Bu durumda, yerleşmiş Yargıtay içtihatlarında ve 01.04.1974 tarih 1/2 sayılı İçtihadı Birleştirme Kararında açıklandığı üzere görünürdeki sözleşme tarafların gerçek iradelerine uymadığından, gizli bağış sözleşmesi de Türk Medeni Kanunu'nun 706., Türk Borçlar Kanunu'nun 237. (Borçlar Kanunun 213.) ve Tapu Kanunu'nun 26. maddelerinde öngörülen şekil koşullarından yoksun bulunduğundan, saklı pay sahibi olsun veya olmasın miras hakkı çiğnenen tüm mirasçılar dava açarak resmi sözleşmenin muvazaa nedeni ile geçersizliğinin tespitini ve buna dayanılarak oluşturulan tapu kaydının iptalini isteyebilirler.

Bu tür uyuşmazlıkların sağlıklı, adil ve doğru bir çözüme ulaştırılabilmesi, davalıya yapılan temlikin gerçek yönünün diğer bir söyleyişle miras bırakanın asıl irade ve amacının duraksamaya yer bırakmayacak biçimde ortaya çıkarılmasına bağlıdır. Bir iç sorun olan ve gizlenen gerçek irade ve amacın tespiti ve aydınlığa kavuşturulması genellikle zor olduğundan bu yöndeki delillerin eksiksiz toplanılması yanında birlikte ve doğru şekilde değerlendirilmesi de büyük önem taşımaktadır. Bunun için de ülke ve yörenin gelenek ve görenekleri, toplumsal eğilimleri, olayların olağan akışı, mirasbırakanın sözleşmeyi yapmakta haklı ve makul bir nedeninin bulunup bulunmadığı, davalı yanın alım gücünün olup olmadığı, satış bedeli ile sözleşme tarihindeki gerçek değer arasındaki fark, taraflar ile miras bırakan arasındaki beşeri ilişki gibi olgulardan yararlanılmasında zorunluluk vardır.

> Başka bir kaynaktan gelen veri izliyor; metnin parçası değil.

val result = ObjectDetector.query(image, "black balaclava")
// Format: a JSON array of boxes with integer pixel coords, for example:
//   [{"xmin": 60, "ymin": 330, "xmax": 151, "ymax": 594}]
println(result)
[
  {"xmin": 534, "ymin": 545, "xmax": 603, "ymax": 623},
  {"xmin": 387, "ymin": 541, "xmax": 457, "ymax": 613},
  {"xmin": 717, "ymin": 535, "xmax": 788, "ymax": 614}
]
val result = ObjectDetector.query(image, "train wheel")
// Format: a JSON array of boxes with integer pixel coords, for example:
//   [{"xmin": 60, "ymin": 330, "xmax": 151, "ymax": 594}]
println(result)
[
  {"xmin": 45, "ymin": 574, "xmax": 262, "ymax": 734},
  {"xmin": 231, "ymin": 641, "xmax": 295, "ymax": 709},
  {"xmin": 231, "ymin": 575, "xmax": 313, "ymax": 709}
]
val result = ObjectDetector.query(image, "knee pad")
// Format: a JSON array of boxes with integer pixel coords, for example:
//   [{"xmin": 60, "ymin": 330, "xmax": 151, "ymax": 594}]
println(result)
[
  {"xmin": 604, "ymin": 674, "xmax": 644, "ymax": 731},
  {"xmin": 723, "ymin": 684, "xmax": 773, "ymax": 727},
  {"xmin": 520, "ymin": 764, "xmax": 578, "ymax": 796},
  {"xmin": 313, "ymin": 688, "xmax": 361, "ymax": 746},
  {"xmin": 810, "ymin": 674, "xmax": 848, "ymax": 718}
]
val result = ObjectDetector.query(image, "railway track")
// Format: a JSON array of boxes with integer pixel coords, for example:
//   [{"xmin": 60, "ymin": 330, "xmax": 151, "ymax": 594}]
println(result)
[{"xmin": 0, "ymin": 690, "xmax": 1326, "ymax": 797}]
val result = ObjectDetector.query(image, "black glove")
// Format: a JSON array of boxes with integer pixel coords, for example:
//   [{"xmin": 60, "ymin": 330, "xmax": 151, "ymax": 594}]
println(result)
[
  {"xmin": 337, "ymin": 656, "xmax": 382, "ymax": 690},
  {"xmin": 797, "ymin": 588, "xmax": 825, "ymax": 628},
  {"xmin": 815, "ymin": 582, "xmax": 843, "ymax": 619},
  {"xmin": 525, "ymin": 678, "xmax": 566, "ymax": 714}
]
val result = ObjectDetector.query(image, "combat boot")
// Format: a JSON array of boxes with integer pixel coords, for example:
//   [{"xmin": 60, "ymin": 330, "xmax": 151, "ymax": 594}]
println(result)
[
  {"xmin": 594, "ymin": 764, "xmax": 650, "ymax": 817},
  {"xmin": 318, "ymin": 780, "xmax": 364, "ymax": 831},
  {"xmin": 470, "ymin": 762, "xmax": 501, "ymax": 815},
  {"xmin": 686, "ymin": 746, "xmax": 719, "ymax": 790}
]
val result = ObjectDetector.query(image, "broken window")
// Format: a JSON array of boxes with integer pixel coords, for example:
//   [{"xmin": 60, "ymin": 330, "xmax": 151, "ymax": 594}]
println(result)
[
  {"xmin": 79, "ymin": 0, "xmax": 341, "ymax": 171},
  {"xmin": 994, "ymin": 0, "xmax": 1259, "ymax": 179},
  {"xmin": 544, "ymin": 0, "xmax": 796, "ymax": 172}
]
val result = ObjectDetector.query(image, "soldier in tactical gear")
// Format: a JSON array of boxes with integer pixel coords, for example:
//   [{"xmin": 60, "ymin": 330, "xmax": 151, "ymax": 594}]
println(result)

3.2.2. Öte yandan, muris muvazaası hukusal nedenine dayalı davalarda mirasbırakanın kastının açık bir şekilde saptanması gerekmektedir. Bu kapsamda, temlikin mirasçılardan mal kaçırma amacıyla yapıldığını ispat külfeti 6100 Sayılı Hukuk Muhakemeleri Kanunu'nun (HMK) 190. maddesi ile Türk Medeni Kanunu'nun (TMK) 6. maddesi gereği davacı tarafa aittir.

3.3. Değerlendirme

( III.) ve ( IV.3.) paragraflardaki gerekçeler yerinde bulunmakla, dosya içeriğine, toplanan delillere, hükmün dayandığı yasal ve hukuksal gerekçeye, delillerin takdirinde bir isabetsizlik bulunmamasına göre, yazılı şekilde karar verilmesinde bir isabetsizlik yoktur.

VI. SONUÇ:

Açıklanan nedenlerle, davacılar vekilinin yerinde bulunmayan temyiz itirazlarının reddiyle usul ve yasaya uygun olan hükmün ONANMASINA, 20/11/2021 tarihinde yürürlüğe giren Avukatlık Asgari Ücret Tarifesi gereğince gelen temyiz edilen davalı vekili için 3.815,00 TL duruşma vekâlet ücretinin ve aşağıda yazılı 21,40 TL bakiye onama harcının davacılardan alınmasına, 10/01/2022 tarihinde kesin olmak üzere oybirliğiyle karar verildi.